Le set de Tagada Jones va débuter avec une demi-heure de retard, suite à quelques soucis pratiques. Lorsque le concert débute, il y a du monde dans la fosse. Depuis la parution du dernier long playing, « La Peste Et Le Cholera », le combo rennais n’a pas composé de nouvelles chansons. Parabellum, Les Sheriff, The Exploited, The Ramones, Bad Religion, Suicidal Tendencies et Bérurier Noir constituent ses influences majeures. Au fil du temps, la musique du groupe breton a évoluée, avant d’émarger tout simplement au punk rock. Sérieusement engagés, les textes sont chantés dans la langue de Voltaire, d’une voix rageuse, par Niko.

En live, la musique de Tagada Jones est brute de décoffrage. Mais ce soir, il manque un des guitaristes. Ce qui finalement ne va pas nuire à la prestation, particulièrement rock’n’roll. Et ce malgré les petites touches discrètes, mais judicieuses d’électro. Les riffs de gratte sont racés et incisifs. Et si les pecus jouent un rôle essentiel, la ligne de basse lui sert de tremplin. « De l’amour et du sang » coulent dans leurs veines. Tout au long d’« Instinct Sauvage » et de « Zero De conduite », les cordes de gratte tagalopent. « La peste et le choléra », titre maître du dernier LP, est un des sommets du show.

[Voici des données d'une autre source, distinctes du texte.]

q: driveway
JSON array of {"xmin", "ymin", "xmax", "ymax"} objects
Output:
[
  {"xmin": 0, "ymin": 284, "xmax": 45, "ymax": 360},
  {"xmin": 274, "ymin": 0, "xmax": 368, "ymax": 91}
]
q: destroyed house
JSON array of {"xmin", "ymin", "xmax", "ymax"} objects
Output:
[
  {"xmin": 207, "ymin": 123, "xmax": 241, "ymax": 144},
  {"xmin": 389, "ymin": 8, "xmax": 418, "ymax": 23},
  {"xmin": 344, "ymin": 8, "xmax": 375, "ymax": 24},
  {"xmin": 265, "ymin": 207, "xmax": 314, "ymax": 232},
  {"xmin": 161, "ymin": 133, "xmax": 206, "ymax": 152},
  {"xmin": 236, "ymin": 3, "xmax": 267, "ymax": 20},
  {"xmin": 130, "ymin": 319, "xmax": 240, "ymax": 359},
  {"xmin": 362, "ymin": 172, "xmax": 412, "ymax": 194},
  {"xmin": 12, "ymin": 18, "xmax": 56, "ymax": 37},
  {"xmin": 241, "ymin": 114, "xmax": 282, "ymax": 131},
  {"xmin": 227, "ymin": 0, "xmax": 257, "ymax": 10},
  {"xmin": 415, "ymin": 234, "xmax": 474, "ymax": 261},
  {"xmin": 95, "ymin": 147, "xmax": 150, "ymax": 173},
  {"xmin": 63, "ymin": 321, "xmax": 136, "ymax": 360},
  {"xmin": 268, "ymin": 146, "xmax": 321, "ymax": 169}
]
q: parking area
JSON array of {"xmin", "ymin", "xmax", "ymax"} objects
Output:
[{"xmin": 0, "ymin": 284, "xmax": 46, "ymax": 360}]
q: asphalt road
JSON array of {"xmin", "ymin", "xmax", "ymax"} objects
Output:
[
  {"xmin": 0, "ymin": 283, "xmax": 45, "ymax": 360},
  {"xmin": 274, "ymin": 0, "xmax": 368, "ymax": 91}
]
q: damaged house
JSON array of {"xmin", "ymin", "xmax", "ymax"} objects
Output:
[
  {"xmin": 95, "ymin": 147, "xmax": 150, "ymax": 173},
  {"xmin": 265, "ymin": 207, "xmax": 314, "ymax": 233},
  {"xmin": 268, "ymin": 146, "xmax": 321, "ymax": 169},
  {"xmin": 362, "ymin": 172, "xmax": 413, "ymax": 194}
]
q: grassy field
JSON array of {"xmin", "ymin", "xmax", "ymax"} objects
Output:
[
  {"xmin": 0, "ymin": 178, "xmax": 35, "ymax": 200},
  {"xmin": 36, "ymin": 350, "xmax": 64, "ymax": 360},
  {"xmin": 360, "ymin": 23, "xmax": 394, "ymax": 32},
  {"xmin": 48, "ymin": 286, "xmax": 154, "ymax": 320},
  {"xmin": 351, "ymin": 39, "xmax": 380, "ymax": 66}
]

Au cours duquel l’interactivité entre le groupe et la foule est totale. « Je suis Démocratie » nous rappelle l’attentat dont a été victime la rédaction de Charlie Hebdo. Un concert de Tagada, c’est de l’énergie, de la sueur, de la testostérone, de la bonne humeur et une solide ambiance...

Le Cercle Metal festival est était sa première édition. Votre serviteur a passé une belle journée métallique. A l’année prochaine !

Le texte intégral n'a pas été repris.